The next point on which Mary evidently insisted was the arrangement for her private apartments, the apse, as distinguished from her throne-room, the choir; both being quite distinct from the hall, or reception-room of the public, which was the nave with its enlargements in the transepts. This arrangement marks the distinction between churches built as shrines for the deity and churches built as halls of worship for the public. The difference is chiefly in the apse, and the apse of Chartres is the most interesting of all apses from this point of view.
The Virgin required chiefly these three things, or, if you like, these four: space, light, convenience; and colour decoration to unite and harmonize the whole. This concerns the interior; on the exterior she required statuary, and the only complete system of decorative sculpture that existed seems to belong to her churches:— Paris, Rheims, Amiens, and Chartres. Mary required all this magnificence at Chartres for herself alone, not for the public. As far as one can see into the spirit of the builders, Chartres was exclusively intended for the Virgin, as the Temple of Abydos was intended for Osiris. The wants of man, beyond a mere roof-cover, and perhaps space to some degree, enter to no very great extent into the problem of Chartres. Man came to render homage or to ask favours. The Queen received him in her palace, where she alone was at home, and alone gave commands.
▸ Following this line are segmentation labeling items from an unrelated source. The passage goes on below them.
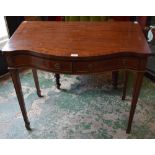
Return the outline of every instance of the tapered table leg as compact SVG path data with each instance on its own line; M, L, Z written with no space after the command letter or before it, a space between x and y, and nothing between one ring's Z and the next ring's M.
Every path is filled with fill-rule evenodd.
M43 97L41 95L41 91L40 91L40 86L39 86L39 80L38 80L38 75L37 75L37 70L36 69L32 69L32 73L33 73L33 78L34 78L34 83L37 89L37 94L39 97Z
M125 71L122 100L125 100L125 97L126 97L126 90L127 90L127 84L128 84L128 75L129 75L128 71Z
M24 98L23 98L22 87L21 87L20 78L19 78L19 72L17 69L11 69L10 74L12 77L12 81L13 81L14 88L15 88L17 98L18 98L18 102L19 102L19 106L20 106L20 109L21 109L21 112L23 115L23 119L25 122L25 127L28 130L31 130L30 122L28 120L27 112L26 112L26 108L25 108L25 102L24 102Z
M137 72L137 76L136 76L134 88L133 88L131 109L130 109L130 115L129 115L128 127L126 130L126 133L130 133L131 131L131 125L132 125L132 121L133 121L133 117L134 117L134 113L135 113L135 109L136 109L136 105L137 105L137 101L140 93L140 88L143 81L143 76L144 76L144 73Z
M119 74L119 71L113 71L113 72L112 72L112 84L113 84L113 87L114 87L115 89L117 89L118 74Z
M55 79L56 79L56 86L58 89L60 89L60 74L55 74Z

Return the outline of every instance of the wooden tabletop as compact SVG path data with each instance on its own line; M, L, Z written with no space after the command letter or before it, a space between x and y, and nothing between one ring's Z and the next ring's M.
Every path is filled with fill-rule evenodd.
M132 22L25 21L3 48L22 50L63 57L150 53L139 24Z

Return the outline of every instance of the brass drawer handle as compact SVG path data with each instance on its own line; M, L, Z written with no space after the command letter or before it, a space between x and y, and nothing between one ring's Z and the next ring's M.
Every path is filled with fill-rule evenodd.
M55 63L55 64L54 64L54 68L55 68L56 70L60 70L60 69L61 69L61 65L60 65L59 63Z
M88 69L89 69L89 70L92 69L92 67L93 67L92 64L89 64L89 65L88 65Z

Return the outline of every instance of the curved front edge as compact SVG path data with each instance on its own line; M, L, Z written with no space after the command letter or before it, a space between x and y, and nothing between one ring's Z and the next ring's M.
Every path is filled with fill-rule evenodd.
M109 56L86 60L76 60L75 58L60 60L20 54L8 55L6 58L10 68L29 67L65 74L89 74L122 69L144 71L147 61L147 56Z

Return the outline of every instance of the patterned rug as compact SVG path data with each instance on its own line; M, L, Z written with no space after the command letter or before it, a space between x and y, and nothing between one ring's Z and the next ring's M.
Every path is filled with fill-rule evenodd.
M32 131L27 131L11 79L0 81L0 138L155 138L155 84L144 78L131 134L126 134L132 76L121 100L122 82L113 89L111 74L61 75L38 71L43 98L36 94L31 70L21 74Z

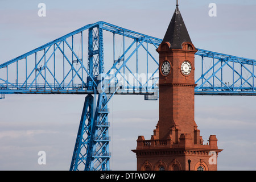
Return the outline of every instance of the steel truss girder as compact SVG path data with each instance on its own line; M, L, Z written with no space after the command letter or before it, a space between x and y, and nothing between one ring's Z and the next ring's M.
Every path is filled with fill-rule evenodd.
M85 43L83 32L85 30L88 31L89 35L87 68L85 64L86 61L83 56ZM113 47L115 46L116 35L123 37L123 53L115 59L116 52L113 51L113 63L109 70L105 69L104 31L112 33ZM79 43L75 40L77 36L80 38ZM125 38L133 40L127 41ZM150 50L148 47L152 46L155 49L162 41L162 39L104 22L86 25L0 65L0 73L2 73L0 98L5 98L5 94L93 94L95 92L98 94L97 86L98 82L96 82L95 77L104 73L106 73L107 77L112 77L110 81L116 80L117 77L122 78L122 82L118 83L120 86L119 92L116 94L155 93L158 89L158 78L156 76L158 74L159 64L154 52ZM81 48L80 52L76 50L76 46ZM195 94L256 94L255 60L197 49L196 55L202 58L203 68L196 81L197 86L195 88ZM147 69L139 72L138 65L142 59L138 59L138 52L142 50L146 52L146 56L143 58L146 60L146 63L143 67ZM63 57L60 60L59 55L57 60L55 57L57 53ZM136 61L131 62L131 60L134 58ZM204 64L208 61L204 60L205 58L211 59L211 61L214 62L212 67L207 69L204 67ZM59 64L61 60L63 62L61 67L57 67L56 63ZM20 68L22 63L24 65ZM118 67L121 63L122 64ZM29 67L28 65L31 67L33 64L33 67ZM223 64L218 67L220 64ZM134 65L136 68L133 69L132 67ZM150 65L153 67L151 71L148 69ZM242 69L238 70L237 67L239 67ZM14 69L11 70L10 67ZM224 80L222 73L226 68L230 68L229 74L232 75L232 78L228 81ZM61 72L61 71L62 76L60 77L57 75L58 72ZM22 75L20 73L22 73L23 77L20 76ZM139 77L142 73L145 73L146 77L143 82ZM148 75L149 73L151 75ZM135 82L131 83L126 77L128 74ZM38 80L39 79L41 79L40 81ZM226 82L229 82L229 85Z
M195 94L256 95L256 60L200 49L196 55L201 57L201 76L195 82ZM208 67L205 57L210 58Z

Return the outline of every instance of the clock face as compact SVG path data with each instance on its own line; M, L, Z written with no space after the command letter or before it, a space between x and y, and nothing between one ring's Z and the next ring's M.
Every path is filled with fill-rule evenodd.
M171 72L171 64L167 60L164 61L161 67L162 73L163 76L167 76Z
M191 72L191 64L187 61L184 61L181 64L180 70L184 75L189 75Z

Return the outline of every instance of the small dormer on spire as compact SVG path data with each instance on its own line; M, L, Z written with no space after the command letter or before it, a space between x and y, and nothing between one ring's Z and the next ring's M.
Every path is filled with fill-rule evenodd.
M171 49L182 49L182 43L191 43L185 23L179 9L178 1L176 7L168 27L163 42L168 42L171 44Z

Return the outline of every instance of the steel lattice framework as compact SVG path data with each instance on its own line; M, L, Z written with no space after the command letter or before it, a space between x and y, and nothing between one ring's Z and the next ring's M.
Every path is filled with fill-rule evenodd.
M86 94L70 169L109 170L108 104L114 94L158 99L162 42L104 22L88 24L1 64L1 97ZM256 95L256 60L197 49L195 94Z

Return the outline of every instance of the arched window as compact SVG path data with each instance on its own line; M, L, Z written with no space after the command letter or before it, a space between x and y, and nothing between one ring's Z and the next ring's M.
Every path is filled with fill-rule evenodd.
M177 164L174 165L172 167L174 171L179 171L179 167Z
M145 167L145 171L151 171L151 169L148 166L147 166Z
M159 171L166 171L166 169L164 169L164 167L163 167L163 166L160 166L159 167Z
M197 168L197 171L204 171L204 169L202 166L200 166Z

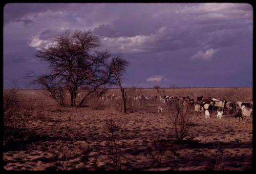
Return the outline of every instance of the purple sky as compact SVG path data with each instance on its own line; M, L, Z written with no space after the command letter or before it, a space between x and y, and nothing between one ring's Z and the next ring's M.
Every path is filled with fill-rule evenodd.
M36 50L67 30L100 36L130 62L125 86L252 86L252 8L246 4L8 4L4 88L45 73Z

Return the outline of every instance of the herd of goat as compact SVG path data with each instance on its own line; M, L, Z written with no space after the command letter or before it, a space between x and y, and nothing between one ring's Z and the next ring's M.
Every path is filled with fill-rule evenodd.
M101 97L103 101L121 99L121 96L116 96L112 95ZM253 102L237 101L229 102L224 99L216 98L203 98L203 96L198 96L197 101L190 98L189 96L178 98L177 96L129 96L128 98L138 101L141 100L148 101L159 101L164 104L166 106L169 106L177 101L182 101L184 103L187 103L190 108L193 109L198 115L199 113L204 112L205 118L211 117L212 112L217 113L217 118L221 119L224 114L233 115L236 118L242 120L244 118L246 119L246 122L250 122L251 116L252 115ZM164 109L164 106L157 106L158 112L162 112Z

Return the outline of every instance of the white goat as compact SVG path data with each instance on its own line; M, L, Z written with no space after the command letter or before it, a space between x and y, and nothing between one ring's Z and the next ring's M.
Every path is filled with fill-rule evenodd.
M210 118L210 114L208 110L205 110L205 118Z
M223 115L223 111L217 111L217 118L221 119Z
M198 113L201 111L201 107L199 104L196 104L194 107L195 111L197 112L197 115L198 115Z
M157 106L157 112L161 113L163 110L164 110L164 107L162 106Z
M248 120L250 120L251 122L251 114L252 113L252 109L250 107L246 107L245 105L242 106L242 117L246 117L246 122L247 122Z

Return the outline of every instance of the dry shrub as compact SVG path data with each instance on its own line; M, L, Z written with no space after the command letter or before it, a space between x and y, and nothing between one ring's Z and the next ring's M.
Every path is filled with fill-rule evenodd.
M4 91L4 125L11 126L12 118L19 115L21 110L21 102L18 90L15 89Z
M122 101L120 98L112 101L112 104L111 104L111 105L112 105L112 107L113 107L114 109L116 111L122 112L123 111Z
M26 102L18 93L11 89L4 91L4 125L18 128L26 127L35 111L34 100Z
M146 102L143 99L136 100L133 98L129 98L126 101L127 107L133 111L142 110L145 108L146 104Z
M97 95L92 95L87 99L86 103L93 110L102 110L105 106L101 98Z
M164 152L166 144L161 142L159 137L157 137L153 141L153 148L151 148L150 155L156 163L157 167L160 167L162 163L162 157Z
M122 169L121 156L117 144L117 137L115 134L120 129L120 127L121 125L116 123L113 118L106 120L105 129L109 133L106 138L106 144L110 152L108 156L110 159L109 165L114 170Z
M189 113L187 103L177 101L172 105L167 105L166 113L175 130L176 140L181 142L188 134L192 115Z

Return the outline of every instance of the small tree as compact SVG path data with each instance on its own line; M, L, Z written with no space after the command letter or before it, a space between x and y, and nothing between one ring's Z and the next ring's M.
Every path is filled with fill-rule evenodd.
M111 71L113 74L114 78L116 80L116 84L118 85L121 92L122 93L122 101L123 104L123 111L124 113L126 113L126 91L125 89L123 88L121 82L123 73L125 71L125 69L129 65L129 62L120 57L115 57L112 59L111 62Z
M106 51L94 51L100 46L99 37L91 32L66 32L53 44L37 51L36 57L49 65L50 73L36 76L33 82L47 90L63 105L62 92L70 94L71 106L75 106L79 93L87 92L79 105L92 93L102 94L111 82L111 55ZM86 86L88 90L78 91Z
M157 91L157 94L159 94L159 89L160 88L160 86L159 86L159 85L155 85L155 86L154 86L154 88L156 89L156 90Z
M176 140L182 141L187 135L191 115L188 113L189 107L180 101L168 105L167 115L175 131Z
The artist's second thought was to exclude from his work everything that could displease Mary; and since Mary differed from living queens only in infinitely greater majesty and refinement, the artist could admit only what pleased the actual taste of the great ladies who dictated taste at the Courts of France and England, which surrounded the little Court of the Counts of Chartres. What they were—these women of the twelfth and thirteenth centuries—we shall have to see or seek in other directions; but Chartres is perhaps the most magnificent and permanent monument they left of their taste, and we can begin here with learning certain things which they were not.